Through the Five-Room Hall, in the middle of the second courtyard, there stand three connected stone mimorial gateways supported with the four pillars. On the top of the main gate, there is a title inscribed in Chinese calligraphy. It says:" The Court of The Heaven". There are stone carved fences around the gateways with the two passages on both sides. This stone complex was built in the Ming Dynasty. Behind it, two stone tables are erected there with the decorations of carved dragons. Both of them are carved with the inscriptions about the repairing of the mosque at the imperial orders in the Ming and Qing dynasties. At the backs of them are also inscribed with some big Chinese characters written respectively by the two famous calligraphers. These writings are regarded today as some of the best works in China.


The Imperial Hall in the third courtyard is the oldest building in the mosque. There is a piece of stone, called " The Moon Tablet", in it with and inscription in Arabic. It was written by a late famous imam, and was about the way of the calculation of the Moslem Calendar. Now this stone tables is a very valuable historical record about the development of Islamism in Shaanxi Province.
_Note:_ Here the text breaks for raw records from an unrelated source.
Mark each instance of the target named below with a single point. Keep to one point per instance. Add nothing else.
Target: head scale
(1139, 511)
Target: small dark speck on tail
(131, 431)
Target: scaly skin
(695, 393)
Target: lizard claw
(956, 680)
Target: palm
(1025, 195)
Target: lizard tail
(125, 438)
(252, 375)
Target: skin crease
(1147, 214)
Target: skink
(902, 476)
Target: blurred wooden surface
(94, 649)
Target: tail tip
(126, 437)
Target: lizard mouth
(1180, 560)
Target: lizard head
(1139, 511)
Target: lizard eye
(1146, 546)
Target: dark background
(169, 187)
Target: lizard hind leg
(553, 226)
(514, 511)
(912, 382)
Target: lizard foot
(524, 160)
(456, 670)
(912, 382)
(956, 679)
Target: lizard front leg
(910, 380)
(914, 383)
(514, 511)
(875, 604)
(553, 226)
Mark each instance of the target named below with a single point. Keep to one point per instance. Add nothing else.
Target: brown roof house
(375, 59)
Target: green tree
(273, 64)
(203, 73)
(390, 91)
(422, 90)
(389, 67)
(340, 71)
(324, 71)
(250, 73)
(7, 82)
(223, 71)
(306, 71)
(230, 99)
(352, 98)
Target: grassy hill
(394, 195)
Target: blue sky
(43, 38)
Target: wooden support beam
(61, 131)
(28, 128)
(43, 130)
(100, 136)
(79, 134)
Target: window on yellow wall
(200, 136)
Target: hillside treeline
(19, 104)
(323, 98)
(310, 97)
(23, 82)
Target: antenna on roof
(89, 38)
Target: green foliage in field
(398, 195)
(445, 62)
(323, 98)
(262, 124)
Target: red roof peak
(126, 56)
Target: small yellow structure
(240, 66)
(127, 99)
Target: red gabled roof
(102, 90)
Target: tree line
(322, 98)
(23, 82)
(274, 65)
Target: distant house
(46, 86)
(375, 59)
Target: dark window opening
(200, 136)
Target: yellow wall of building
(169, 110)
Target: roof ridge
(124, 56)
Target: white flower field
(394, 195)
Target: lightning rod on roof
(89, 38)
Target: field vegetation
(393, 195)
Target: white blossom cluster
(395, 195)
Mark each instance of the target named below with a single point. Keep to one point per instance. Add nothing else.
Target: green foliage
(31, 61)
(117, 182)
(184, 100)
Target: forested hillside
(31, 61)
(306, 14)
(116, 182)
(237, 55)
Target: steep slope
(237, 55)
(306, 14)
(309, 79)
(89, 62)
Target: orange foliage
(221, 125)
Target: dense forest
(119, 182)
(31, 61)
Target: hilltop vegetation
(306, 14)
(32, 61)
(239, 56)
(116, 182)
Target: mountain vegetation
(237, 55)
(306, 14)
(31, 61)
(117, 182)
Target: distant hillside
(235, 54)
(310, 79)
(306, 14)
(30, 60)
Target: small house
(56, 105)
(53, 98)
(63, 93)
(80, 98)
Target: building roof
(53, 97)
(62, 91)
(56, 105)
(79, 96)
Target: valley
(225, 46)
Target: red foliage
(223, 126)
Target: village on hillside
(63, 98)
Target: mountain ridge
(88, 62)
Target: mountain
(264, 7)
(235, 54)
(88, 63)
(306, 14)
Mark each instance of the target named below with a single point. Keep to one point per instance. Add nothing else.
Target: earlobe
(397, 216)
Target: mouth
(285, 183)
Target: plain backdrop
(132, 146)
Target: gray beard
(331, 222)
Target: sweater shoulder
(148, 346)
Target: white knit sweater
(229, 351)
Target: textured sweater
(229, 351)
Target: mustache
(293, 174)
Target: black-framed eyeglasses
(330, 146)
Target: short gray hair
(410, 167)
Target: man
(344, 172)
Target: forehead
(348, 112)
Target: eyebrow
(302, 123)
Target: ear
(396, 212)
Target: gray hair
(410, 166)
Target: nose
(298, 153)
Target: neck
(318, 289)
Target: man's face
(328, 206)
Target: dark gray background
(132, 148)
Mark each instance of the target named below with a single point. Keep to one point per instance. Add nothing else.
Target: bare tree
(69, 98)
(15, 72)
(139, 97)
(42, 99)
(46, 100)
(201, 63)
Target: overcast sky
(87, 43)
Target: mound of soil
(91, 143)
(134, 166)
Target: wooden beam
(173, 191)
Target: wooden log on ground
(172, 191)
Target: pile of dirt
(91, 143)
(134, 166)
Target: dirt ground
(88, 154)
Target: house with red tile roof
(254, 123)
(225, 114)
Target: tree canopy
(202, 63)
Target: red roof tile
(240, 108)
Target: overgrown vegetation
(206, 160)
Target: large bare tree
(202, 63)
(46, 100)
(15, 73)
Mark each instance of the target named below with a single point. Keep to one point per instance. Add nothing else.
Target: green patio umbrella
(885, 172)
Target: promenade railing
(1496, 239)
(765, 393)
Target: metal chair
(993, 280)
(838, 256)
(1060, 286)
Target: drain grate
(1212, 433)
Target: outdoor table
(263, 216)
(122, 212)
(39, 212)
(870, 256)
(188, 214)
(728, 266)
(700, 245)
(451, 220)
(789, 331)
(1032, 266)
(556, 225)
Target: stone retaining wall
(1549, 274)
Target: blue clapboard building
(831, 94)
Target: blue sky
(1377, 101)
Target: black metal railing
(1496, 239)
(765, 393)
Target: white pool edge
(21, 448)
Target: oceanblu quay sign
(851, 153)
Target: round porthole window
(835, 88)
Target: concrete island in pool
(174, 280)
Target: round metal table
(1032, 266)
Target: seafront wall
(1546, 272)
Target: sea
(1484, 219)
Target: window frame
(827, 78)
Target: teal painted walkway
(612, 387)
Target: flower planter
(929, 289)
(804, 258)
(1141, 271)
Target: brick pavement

In the middle of the courtyard, " The Introspection Tower" serves as the minaret, which is the tallest building in the whole mosque for calling Moslems to pray. With two stories, three layers of eaves, and an octagonal roof, it stands high and solid so that it is very impressive. On the southern side of the minaret is the Official Reception Hall , in which the hand-written copy of " The Koran " of the Ming Dynasty are well preserved. To the east of the Official Reception Hall, there is a bath house for Moslems to wash before they pray.


Through the three connected doorways decorated with the fine brick carvings, that is the last courtyard. What visitors would view first is " The One God Pavilion". It is a very special building with a combination of the Chinese traditional archway and pavilion. The pavilion as the main body in the middle is shaped in a hexagon with its eaves upturned and its top protruded. While, both of its side parts are shaped in triangles and are upturned like archways. The whole architecture seems to a phoenix which is opening its wings and is about to fly. As it is very lifelike, that is why it is also named " The Phoenix Pavilion". Under the eave of it, a small board with the decoration of carved dragons is hung over there. Its inscriptions, " One God", were written by a high ranking official in the Ming Dynasty. There are some side houses on both sides of the pavilion too. The southern ones were build specially for receiving those officials and generals who came to announce the edicts from the emperors in the successive dynasties. Today in these houses, there are many historical and cultural relics of the Miming and Qing dynasties on display, such as a beautiful fishbone-inlaid screen made of the 12 pieces of boxwood, some old tables, chairs, porcelains, paintings and so on. In the northern houses, there is now preserved an old stone sundial and several stone tablets with the important inscriptions about the mosque of the Tang and other dynasties.


When you walk further and take the stairways to the big and wide platform, the lofty and magnificent hall for worship would appear in your sight. With the huge eaves and brackets, its roofs are all covered with the blue glazed rooftiles, while its ceilings are carved with over 600 classical scriptures, in which all the letters are shaped in the colourful decorative patterns of grass and flowers, Around the hall inside, all the pages of " The Koran" are carved in the 600 pieces of huge wooden boards, 30 of them are in Chinese, the others are in Arabic. They are really marvelous carvings of art, and are rarely seen in the other mosques of the world. The hall can hold a thousand believers to do their religious services at the same time.


The area surrounding the mosque is called Huifang and has a distinct Muslim atmosphere, with small tree lined lanes crowded with restaurants and shops that are alive with activity.